Сотни раз я уже проходил этот путь, и поначалу все шло хорошо. Когда же я занырнул в «черную трубу», ужас постепенно стал овладевать всеми уголками сознания. Ил и песок заполняли пространство трубы, оставляя узкий просвет сверху. Я стал медленно протискиваться вперед, обдирая спину о ракушки, облепившие ржавый металл. Стало темно, только светлое пятно впереди. Страх подгонял вперед, но я стараясь двигаться как можно медленнее, чтобы беречь силы и кислород. Примерно на середине пути просвет в трубе стал таким узким, что я застрял. Помню, как мелькнула садистская мысль, что я уже в желудке черного чудовища. Оно заглотило меня целиком и теперь сдавливает.
Заставив себя успокоится, полез дальше, откапывая под собой песок руками и проталкивая его ногами назад. Медленно тянулись секунды. В голове застучало. Я обманывал себя перекатывая воздух из легких в рот и обратно, словно вдыхал. Неожиданно среди спутанных мыслей зазвучала модная тогда мелодия, и я пополз быстрее.

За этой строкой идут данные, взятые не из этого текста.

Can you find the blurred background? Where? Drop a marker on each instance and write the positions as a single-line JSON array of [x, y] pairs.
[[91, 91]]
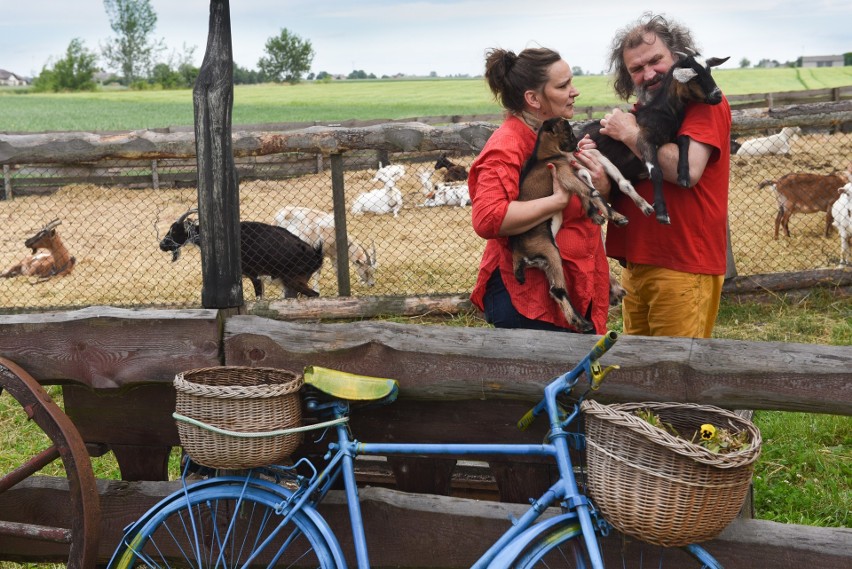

Упрямо повторяя, что смогу, карабкался. Поднятый моими движениями ил, сделал светлое пятно впереди совсем тусклым. В эти секунды из глубин памяти выскакивали самые разные события моей короткой жизни, и калейдоскопом вращались в затуманенном отсутствием кислорода сознании. Силы покидали меня. Неожиданно светлое пятно впереди исчезло. Я почувствовал себя моряком, потерявшим в шторм спасительный свет маяка.
Стало жутко.
Лихорадочно соображая, что могло произойти, я оцепенел. Назад ходу не было – я засыпал его песком, вырытым из-под себя. Впереди была неизвестность. Если бы в тот миг я был на суше, слезы бессилия и жалости к себе брызнули бы из глаз. Но я был зажат в чертовой трубе на глубине пятнадцати метров, и она все не кончалась. Теперь и вовсе стала бесконечной. Судорожные позывы глотнуть воздух, волнами прокатывались по телу. Сознавая, что первый же вздох станет для меня последним, я загонял это желание вглубь угасающего сознания.
Неожиданно издалека донесся голос. Отчетливо помню, что это были не слова и не мотив.
Просто чистый голос. Тут же я вновь увидел светлое пятно. Совсем рядом. Откуда только взялись силы. Какими-то рывками я преодолел последний метр-два и вылез из чертовой трубы. Оттолкнувшись ото дна, заскользил вверх. Солнце было прямо над головой, и его лучи веером расходились вокруг меня, образуя светлый конус. Стало удивительно легко и спокойно.
Позже я узнал, что надо мной решили подшутить. Ну, негоже салагам проходить «Посвящение». Не для них это. Оказалось, когда я был в трубе, пацаны стали по одному доныривать ко второму концу трубы и закрывать его свои телом. Думали, что я назад поползу, пытались за ноги вытащить. Не получилось. Когда все сроки вышли, Кэп выгнал всех их воды, а сам стал стучать камушком у второго края трубы. Это меня и спасло. Словно у него в руках была моя монетка для Харона.